Add a heartbeat block to character.json:

{
  "heartbeat": {
    "url": "http://rig-conductor-api:8080/api/events",
    "intervalSeconds": 60,
    "agentId": "dev-e"
  }
}
Field Required Description
url Yes Endpoint to POST heartbeat payloads
agentId Yes Stable agent identifier
intervalSeconds No Interval between beats (default: 60)

Payload

Each heartbeat POST sends:

{
  "type": "HEARTBEAT",
  "agentId": "dev-e",
  "status": "idle",
  "currentIssue": null,
  "currentRepo": null,
  "uptimeSeconds": 3600,
  "memoryMB": 128,
  "activeProvider": "claude-cli",
  "availableProviders": ["claude-cli"],
  "providers": [...],
  "integrations": [...],
  "errorCount": 0,
  "startup": "Startup: 1.2s",
  "degraded": false,
  "degradedReasons": []
}
Field Description
status Current agent status (idle, working, etc.)
errorCount Unhandled errors since last successful work completion
uptimeSeconds Process uptime in seconds
memoryMB RSS memory usage in MB
activeProvider Currently active LLM provider
availableProviders All configured providers
providers Provider health details (auth status, active flag)
integrations Integration health (Discord, Conductor, MCP, GitHub, webhooks)
startup First beat only — time from module load to first heartbeat
degraded Rolled-up alive-but-degraded flag (rar#482 / rc#959 gap #2). true when the pod is processing fine but its active provider is in a known-degraded state (e.g., codex 429 quota lockout).
degradedReasons Array of specific reasons.
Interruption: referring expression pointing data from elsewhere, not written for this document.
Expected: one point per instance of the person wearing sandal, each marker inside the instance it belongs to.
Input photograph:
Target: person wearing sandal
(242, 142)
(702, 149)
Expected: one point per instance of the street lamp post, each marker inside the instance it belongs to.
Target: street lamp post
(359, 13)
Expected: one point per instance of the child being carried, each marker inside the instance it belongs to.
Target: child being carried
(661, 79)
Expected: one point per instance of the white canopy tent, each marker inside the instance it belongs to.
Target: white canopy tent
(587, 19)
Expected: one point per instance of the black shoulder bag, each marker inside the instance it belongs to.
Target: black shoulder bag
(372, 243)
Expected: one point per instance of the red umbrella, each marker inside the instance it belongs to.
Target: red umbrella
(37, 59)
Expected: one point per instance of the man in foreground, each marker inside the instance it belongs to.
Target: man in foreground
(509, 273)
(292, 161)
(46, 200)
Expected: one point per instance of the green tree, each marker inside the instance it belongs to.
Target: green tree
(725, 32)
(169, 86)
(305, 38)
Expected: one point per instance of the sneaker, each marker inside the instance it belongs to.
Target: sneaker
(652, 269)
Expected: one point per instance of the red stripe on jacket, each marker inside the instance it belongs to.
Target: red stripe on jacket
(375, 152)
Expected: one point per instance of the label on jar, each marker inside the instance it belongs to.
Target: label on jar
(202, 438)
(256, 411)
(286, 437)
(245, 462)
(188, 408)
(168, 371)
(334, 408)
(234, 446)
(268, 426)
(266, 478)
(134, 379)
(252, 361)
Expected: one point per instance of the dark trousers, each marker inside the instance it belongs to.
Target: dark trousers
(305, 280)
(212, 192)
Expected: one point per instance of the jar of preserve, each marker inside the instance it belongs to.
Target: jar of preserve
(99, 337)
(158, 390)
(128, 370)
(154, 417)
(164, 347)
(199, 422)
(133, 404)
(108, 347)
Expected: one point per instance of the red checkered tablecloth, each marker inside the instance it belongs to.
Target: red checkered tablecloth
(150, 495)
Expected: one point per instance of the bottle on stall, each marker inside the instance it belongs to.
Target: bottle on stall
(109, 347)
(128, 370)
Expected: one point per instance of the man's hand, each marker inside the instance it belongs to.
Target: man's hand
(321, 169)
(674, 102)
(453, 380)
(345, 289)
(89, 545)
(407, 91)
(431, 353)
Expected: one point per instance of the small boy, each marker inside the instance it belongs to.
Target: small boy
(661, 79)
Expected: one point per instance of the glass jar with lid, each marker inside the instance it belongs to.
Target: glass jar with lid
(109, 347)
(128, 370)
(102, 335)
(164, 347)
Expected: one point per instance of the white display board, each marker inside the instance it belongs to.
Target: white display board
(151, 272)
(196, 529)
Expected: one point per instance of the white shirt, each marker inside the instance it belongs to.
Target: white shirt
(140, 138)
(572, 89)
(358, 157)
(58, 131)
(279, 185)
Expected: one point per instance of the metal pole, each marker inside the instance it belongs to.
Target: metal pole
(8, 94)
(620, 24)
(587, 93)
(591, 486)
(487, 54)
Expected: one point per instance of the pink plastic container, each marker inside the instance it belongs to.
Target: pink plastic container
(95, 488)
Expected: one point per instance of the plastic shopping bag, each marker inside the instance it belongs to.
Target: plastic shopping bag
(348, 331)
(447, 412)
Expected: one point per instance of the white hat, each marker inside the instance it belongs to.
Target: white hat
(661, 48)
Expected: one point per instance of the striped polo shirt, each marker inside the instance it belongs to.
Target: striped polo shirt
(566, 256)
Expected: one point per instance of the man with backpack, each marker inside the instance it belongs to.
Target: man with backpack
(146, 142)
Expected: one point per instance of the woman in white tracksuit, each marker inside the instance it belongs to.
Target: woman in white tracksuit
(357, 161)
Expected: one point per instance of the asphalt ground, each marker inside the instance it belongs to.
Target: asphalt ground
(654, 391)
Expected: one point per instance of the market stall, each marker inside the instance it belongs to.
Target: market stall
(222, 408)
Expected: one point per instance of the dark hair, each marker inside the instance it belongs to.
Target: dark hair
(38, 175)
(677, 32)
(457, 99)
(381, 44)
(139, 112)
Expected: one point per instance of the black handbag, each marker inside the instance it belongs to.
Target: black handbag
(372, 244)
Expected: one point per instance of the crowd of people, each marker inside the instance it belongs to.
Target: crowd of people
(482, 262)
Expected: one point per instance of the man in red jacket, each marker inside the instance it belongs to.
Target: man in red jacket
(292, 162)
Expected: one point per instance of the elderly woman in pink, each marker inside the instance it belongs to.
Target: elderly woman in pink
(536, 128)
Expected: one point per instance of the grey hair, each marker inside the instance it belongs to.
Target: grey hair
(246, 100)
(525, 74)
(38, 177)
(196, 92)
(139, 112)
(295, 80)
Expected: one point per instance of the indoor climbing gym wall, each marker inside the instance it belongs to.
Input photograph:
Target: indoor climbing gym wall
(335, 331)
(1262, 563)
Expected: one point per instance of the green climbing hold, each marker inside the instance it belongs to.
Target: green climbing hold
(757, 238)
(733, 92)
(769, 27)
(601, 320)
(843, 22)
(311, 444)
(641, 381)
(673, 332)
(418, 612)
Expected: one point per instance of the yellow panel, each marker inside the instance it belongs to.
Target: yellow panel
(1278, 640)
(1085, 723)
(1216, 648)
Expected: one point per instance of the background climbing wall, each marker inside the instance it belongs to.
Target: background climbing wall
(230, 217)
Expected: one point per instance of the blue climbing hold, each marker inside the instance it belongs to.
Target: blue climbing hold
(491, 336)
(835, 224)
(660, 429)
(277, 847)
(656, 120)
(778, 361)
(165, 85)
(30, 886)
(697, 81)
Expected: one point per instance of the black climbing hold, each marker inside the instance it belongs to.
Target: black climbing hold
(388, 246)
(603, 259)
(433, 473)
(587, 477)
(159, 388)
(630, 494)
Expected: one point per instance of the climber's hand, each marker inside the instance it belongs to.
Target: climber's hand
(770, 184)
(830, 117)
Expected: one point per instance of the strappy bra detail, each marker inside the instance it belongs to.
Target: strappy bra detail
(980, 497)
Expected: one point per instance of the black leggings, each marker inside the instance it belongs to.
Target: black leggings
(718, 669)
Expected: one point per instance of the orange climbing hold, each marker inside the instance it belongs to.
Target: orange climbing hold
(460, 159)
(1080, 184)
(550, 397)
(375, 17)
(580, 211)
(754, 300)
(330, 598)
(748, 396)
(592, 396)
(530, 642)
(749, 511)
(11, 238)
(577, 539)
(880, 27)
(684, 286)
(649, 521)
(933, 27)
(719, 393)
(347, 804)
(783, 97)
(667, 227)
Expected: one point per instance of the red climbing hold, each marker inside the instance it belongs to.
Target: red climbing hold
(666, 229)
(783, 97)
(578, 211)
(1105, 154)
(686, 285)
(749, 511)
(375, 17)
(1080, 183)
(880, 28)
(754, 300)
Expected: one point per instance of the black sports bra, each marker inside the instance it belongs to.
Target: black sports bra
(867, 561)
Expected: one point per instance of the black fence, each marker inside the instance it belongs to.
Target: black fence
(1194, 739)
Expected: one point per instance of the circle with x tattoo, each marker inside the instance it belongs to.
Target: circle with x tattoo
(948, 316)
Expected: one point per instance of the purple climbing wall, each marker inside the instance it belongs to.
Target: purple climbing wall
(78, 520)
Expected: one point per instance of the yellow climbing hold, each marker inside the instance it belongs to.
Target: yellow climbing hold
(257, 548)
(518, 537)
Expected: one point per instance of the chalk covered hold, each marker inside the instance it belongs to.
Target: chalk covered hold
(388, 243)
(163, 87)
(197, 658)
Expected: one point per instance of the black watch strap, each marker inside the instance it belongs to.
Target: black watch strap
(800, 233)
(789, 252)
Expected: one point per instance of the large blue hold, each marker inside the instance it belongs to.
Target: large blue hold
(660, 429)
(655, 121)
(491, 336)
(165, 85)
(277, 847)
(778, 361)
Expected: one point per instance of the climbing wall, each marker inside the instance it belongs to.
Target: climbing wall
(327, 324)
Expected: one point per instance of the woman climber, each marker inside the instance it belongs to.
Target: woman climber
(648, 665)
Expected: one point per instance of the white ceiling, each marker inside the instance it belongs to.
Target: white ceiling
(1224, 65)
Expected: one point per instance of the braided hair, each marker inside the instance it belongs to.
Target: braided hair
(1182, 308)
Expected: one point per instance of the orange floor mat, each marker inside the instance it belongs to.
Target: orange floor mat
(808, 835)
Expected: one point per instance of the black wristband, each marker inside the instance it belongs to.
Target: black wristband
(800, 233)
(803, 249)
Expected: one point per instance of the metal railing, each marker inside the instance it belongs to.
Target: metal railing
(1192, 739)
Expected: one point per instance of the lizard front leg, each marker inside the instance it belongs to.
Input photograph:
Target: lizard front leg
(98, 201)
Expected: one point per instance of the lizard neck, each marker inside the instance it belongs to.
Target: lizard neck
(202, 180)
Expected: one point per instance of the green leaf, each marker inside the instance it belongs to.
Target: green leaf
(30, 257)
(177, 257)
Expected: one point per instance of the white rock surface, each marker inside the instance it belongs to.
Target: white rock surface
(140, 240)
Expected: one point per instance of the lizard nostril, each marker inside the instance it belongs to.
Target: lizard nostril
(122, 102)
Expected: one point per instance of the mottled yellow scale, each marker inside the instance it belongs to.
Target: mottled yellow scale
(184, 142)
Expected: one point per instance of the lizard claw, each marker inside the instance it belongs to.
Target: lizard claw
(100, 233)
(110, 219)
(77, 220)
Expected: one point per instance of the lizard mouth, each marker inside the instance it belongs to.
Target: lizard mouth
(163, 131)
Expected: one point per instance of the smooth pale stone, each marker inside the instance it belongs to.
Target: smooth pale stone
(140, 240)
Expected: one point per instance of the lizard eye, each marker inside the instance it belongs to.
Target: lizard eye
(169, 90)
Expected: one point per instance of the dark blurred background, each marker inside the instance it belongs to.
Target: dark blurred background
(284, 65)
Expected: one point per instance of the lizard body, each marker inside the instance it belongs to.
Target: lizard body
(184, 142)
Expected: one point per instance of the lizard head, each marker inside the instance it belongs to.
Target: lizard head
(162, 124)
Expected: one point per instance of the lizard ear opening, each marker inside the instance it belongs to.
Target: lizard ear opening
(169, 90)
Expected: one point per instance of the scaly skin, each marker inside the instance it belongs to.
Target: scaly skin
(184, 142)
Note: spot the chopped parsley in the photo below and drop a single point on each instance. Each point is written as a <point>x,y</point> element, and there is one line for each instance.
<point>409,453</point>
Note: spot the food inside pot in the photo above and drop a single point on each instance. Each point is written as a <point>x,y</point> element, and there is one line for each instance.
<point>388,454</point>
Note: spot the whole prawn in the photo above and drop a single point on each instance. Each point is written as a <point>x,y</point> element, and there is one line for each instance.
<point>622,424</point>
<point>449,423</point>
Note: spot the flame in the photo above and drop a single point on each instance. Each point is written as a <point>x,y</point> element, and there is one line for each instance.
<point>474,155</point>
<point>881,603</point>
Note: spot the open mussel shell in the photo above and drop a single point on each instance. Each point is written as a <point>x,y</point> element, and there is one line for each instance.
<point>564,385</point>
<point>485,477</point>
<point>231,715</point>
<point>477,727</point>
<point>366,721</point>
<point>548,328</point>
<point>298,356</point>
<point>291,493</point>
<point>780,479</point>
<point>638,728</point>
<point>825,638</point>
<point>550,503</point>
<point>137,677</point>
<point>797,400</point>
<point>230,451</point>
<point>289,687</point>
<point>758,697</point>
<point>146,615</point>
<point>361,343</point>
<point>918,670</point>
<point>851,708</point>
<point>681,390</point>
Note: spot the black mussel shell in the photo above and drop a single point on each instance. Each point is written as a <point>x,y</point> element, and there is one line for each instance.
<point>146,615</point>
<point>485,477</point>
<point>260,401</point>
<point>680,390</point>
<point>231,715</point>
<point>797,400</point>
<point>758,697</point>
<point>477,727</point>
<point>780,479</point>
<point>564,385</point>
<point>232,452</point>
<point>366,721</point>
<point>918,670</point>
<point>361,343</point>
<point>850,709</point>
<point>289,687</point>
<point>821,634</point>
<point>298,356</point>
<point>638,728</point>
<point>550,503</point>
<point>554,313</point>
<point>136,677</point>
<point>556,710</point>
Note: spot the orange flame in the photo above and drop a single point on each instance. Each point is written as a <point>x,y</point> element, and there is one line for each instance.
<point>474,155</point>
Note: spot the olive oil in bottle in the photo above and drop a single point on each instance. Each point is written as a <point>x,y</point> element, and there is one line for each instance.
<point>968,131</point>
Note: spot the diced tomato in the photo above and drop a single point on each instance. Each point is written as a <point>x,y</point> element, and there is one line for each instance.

Format: <provider>_<condition>_until_<iso> for time-bound conditions (e.g., codex_quota_exhausted_until_2026-05-18T15:00:00.000Z). Empty array when degraded=false.

Error Tracking

errorCount tracks unhandled errors per work cycle:

  • Incremented when agent.process() throws in any runtime
  • Reset to 0 after each successful work completion
  • Persists across heartbeat intervals — rig-conductor sees the running total until reset
Work succeeds → errorCount = 0
Work fails    → errorCount++ (now 1)
Work fails    → errorCount++ (now 2)
Work succeeds → errorCount = 0

API

startHeartbeat(character, options?) returns a controller:

Method Description
setStatus(s, issue, repo) Update status, current issue and repo
incrementError() Increment errorCount by 1
resetErrors() Reset errorCount to 0
stop() Stop the heartbeat timer

Runtime Support

Heartbeat is active in all three runtimes:

Runtime File Heartbeat Error tracking
Single-process src/index.js
Messaging v2 src/index-v2.js
Worker src/worker.js

TDZ Safety

messagesProcessed is declared before any await in src/index.js (before createMemory() and connectMcpServers()). This prevents a temporal dead zone on the first heartbeat tick, which fires synchronously inside startHeartbeat before the module's async initialization suspends (#313).